These are awfully lonely songs—decadent and wild, but long ago and far away. A cobblestone street lined with nightclubs materializes on “Club Roma,” with music drifting outside where the beautiful people smoke under the neon: “All you can see is the lips/You can see the eye.” Coley keeps walking past the clubs and cafes, down quiet streets so dark it’s hard to see. The lights are low again on “Dancin’ Like an Assassin.” (“So I needed some money, so this friend of mine told me he could get me a job working as a stripper,” he recounts wryly. “I said that’s OK/I said I can do that.”) In the strip club shadows, everybody looks good naked, and Coley gets lost in the lounge lizard music as it plays faster and faster: “I’m like a potted plant that moves around, man/I’m on the tables, and petals fall off on the tables, man/My petals falling off, man/My flowers.”
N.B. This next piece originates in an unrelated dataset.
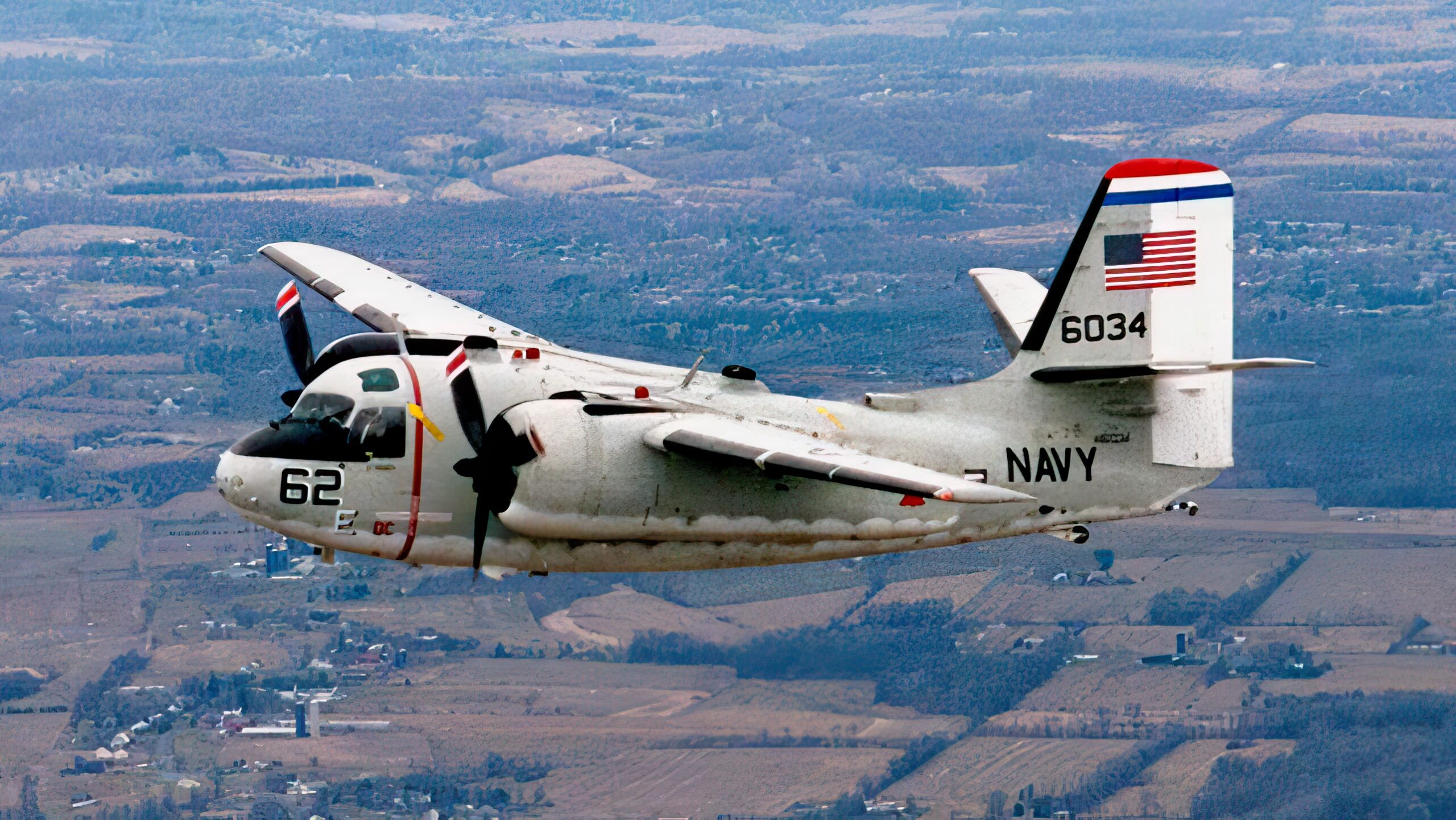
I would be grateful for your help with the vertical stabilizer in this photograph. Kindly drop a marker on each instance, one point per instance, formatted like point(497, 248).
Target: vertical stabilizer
point(1149, 274)
point(1148, 287)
For a moment, he almost remembers where he is. “So I was kinda turning over on the bed, and it was like rolling across hillsides,” the homebound poet murmurs on “Flesh Vehicle,” until the mystic-sounding organ drone transports him to a reverie where he is simply walking: up hills and down valleys, over rivers, into towns. We are in the unknown country of the imagination, where neither the limits of the body, nor the strictures that define America as much as any bright vision of freedom, are a match for the forces of the sublime, the ribald, and the reckless. But there is sad, sardonic wisdom in a song like “That Knock at the Door” which might apply to any number of current tragicomic spectacles. “You see the god of fire seeking fire/That’s a bad sign,” Coley growls over soft strokes of vibraphone, the faintest brush of cymbals. “And yet there’s hardly a household in this realm that hasn’t heard that knock on the door.” From a distance he watches this fallen god in simple clothes—just another person now, not unlike himself—and bows his head in sympathy, or shame.